Kapolres Mimika AKBP Agung Marlianto di Timika, Minggu, mengatakan kunjungan kerja Wakapolda Papua ke Tembagapura itu dalam rangka mengecek kesiapan sekaligus melakukan evaluasi perlengkapan keselamatan pribadi anggota Satgas Pengamanan PT Freeport seperti rompi anti peluru [body face] mengingat di wilayah itu kerap kali terjadi serangan oleh kelompok kriminal bersenjata/KKB.

"Kunjungan kerja Bapak Wakapolda Papua ke Tembagapura lebih pada melakukan evaluasi terhadap keselamatan diri anggota Satgas Amole yang ditugaskan untuk mengamankan kawasan obyek vital PT Freeport Indonesia. Sebab dari beberapa kali kejadian, ternyata masih ada juga anggota kita yang tertembak. Ini yang harus dievaluasi, apakah memang body face-nya atau helmnya yang bermasalah atau karena hal lain. Yang jelas kelengkapan pribadi itu sangat penting untuk keselamatan pasukan selama bertugas," jelas AKBP Agung.

Khusus di area pertambangan PT Freeport di kawasan Tembagapura, pengamanan dipercayakan sepenuhnya kepada korps Brimob Polri dengan masa penugasan atau pergantian pasukan setiap empat bulan.

Sementara pengamanan ring luar yang masih di sekitar kawasan konsesi pertambangan PT Freeport seperti di wilayah Banti, Aroanop hingga Tsinga yang rawan dengan keberadaan KKB dipercayakan kepada pasukan TNI dari kesatuan Kostrad III Brigif 20 Ima Jaya Keramo Timika.

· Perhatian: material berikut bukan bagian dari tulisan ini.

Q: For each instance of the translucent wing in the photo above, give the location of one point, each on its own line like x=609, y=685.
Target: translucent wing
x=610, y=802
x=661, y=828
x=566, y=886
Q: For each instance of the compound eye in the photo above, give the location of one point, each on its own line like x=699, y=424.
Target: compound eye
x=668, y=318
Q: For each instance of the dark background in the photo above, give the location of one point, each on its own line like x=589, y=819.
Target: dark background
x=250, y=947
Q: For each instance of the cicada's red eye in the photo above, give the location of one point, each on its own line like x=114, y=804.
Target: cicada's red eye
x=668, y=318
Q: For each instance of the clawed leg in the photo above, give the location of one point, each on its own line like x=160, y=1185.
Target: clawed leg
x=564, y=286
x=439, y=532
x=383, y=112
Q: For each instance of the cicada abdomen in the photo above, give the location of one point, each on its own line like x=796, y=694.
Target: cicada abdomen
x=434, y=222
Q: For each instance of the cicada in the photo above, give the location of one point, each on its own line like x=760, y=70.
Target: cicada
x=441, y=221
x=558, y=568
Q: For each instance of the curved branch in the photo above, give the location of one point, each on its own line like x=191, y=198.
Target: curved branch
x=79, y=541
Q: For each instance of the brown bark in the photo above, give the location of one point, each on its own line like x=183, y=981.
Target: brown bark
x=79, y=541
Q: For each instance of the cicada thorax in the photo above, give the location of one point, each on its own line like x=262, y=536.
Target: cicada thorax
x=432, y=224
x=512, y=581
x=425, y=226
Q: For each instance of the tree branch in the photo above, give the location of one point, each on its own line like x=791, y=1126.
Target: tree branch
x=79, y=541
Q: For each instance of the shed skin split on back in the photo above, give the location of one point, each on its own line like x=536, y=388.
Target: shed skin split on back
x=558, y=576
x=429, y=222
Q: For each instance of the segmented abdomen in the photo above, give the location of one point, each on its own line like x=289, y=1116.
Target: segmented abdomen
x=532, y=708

Aksi penembakan oleh KKB di wilayah Distrik Tembagapura, termasuk di sekitar area pertambangan PT Freeport kerap terjadi pada periode 2017 hingga awal 2018.

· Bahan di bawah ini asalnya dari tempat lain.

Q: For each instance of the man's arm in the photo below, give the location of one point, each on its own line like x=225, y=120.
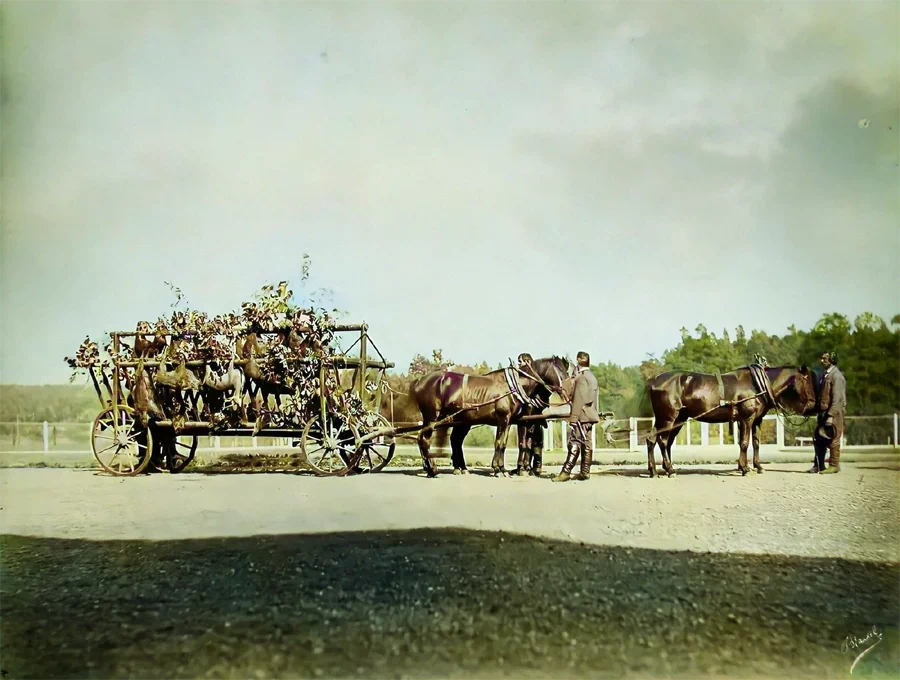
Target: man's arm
x=825, y=396
x=838, y=396
x=579, y=399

Pada Oktober 2017, KKB bahkan sempat menduduki beberapa kampung di sekitar Kota Tembagapura seperti Kampung Waa, Banti, Kimbeli, Utikini Lama, Opitawak hingga Aroanop dan Jagamin.

Akibat pendudukan oleh KKB di kampung-kampung tersebut, ribuan warga baik nonPapua maupun asli Papua, termasuk guru-guru dan tenaga kesehatan yang bertugas di SD-SMP Negeri Banti dan RS Waa Banti terpaksa dievakuasi ke Timika.

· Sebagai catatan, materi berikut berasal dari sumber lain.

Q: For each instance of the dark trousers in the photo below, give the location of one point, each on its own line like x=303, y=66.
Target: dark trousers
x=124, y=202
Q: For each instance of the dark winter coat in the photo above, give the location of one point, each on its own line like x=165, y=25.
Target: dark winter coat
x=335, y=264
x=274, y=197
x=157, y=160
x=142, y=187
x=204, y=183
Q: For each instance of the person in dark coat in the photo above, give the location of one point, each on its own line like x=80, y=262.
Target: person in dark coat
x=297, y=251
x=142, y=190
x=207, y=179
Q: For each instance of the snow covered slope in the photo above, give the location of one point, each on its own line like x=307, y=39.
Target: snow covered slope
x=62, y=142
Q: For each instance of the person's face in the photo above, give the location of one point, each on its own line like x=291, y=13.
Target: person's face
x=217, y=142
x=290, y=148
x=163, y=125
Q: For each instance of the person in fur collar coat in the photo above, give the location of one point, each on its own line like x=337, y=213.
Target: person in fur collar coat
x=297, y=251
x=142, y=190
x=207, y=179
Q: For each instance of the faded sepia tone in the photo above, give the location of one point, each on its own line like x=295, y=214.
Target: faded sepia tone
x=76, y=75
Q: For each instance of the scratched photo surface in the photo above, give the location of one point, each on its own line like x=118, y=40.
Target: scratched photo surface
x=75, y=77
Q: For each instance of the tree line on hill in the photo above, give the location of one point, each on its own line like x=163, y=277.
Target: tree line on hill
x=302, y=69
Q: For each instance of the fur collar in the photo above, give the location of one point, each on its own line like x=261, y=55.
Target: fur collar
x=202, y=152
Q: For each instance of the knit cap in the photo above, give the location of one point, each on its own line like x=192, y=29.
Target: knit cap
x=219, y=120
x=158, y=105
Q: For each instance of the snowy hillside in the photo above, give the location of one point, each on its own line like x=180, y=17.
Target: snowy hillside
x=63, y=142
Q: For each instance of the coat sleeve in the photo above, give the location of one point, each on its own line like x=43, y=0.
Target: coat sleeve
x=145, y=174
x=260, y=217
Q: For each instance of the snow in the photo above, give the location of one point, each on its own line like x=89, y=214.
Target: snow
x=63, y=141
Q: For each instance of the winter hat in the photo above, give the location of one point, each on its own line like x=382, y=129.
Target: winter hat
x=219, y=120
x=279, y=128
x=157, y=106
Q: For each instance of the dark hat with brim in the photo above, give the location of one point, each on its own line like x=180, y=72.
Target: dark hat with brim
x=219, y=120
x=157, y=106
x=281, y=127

Pada bulan Februari 2018, KKB membakar gedung sekolah SD-SMP Negeri Banti serta RS Waa Banti milik Lembaga Pengembangan Masyarakat Amungme dan Kamoro (LPMAK).

Selang beberapa bulan setelah itu, KKB juga dilaporkan menyekap bahkan melakukan tindakan pelecehan seksual terhadap sejumlah guru perempuan yang bertugas di SD Inpres Jagamin dan SD Inpres Aroanop.

Kini kampung-kampung yang sempat dikuasai dan diduduki KKB tersebut telah dikuasai sepenuhnya oleh aparat TNI-Polri.

Baru-baru, tepatnya saat berlangsung rekapitulasi dan penghitungan suara pemilu 2019 di Distrik Alama, petugas Kelompok Penyelenggara Pemungutan Suara/KPPS, PPS, PPD dan aparat kepolisian yang bertugas melakukan pengamanan pemilu di wilayah Alama diserang oleh KKB.

Bahkan pesawat helikopter milik Penerbangan TNI AD (Penerbad) yang hendak menjemput logistik pemilu di Distrik Alama juga ikut ditembaki oleh KKB saat hendak mendarat di Alama.

"Ini kejadian pertama kali di Alama, kalau sebelum-sebelumnya yang ada gangguan KKB itu di wilayah Distrik Tembagapura. Alama termasuk daerah terpencil (remote area) dimana di sana tidak ada satuan TNI maupun Polri yang bertugas," jelas AKBP Agung.

Pascakegiatan pemilu, aparat TNI dan Polri di wilayah Timika mengusulkan perlunya mengembalikan situasi keamanan di wilayah Distrik Alama ke kondisi normal agar aktivitas masyarakat maupun petugas pemerintahan, para guru dan petugas kesehatan tidak terganggu.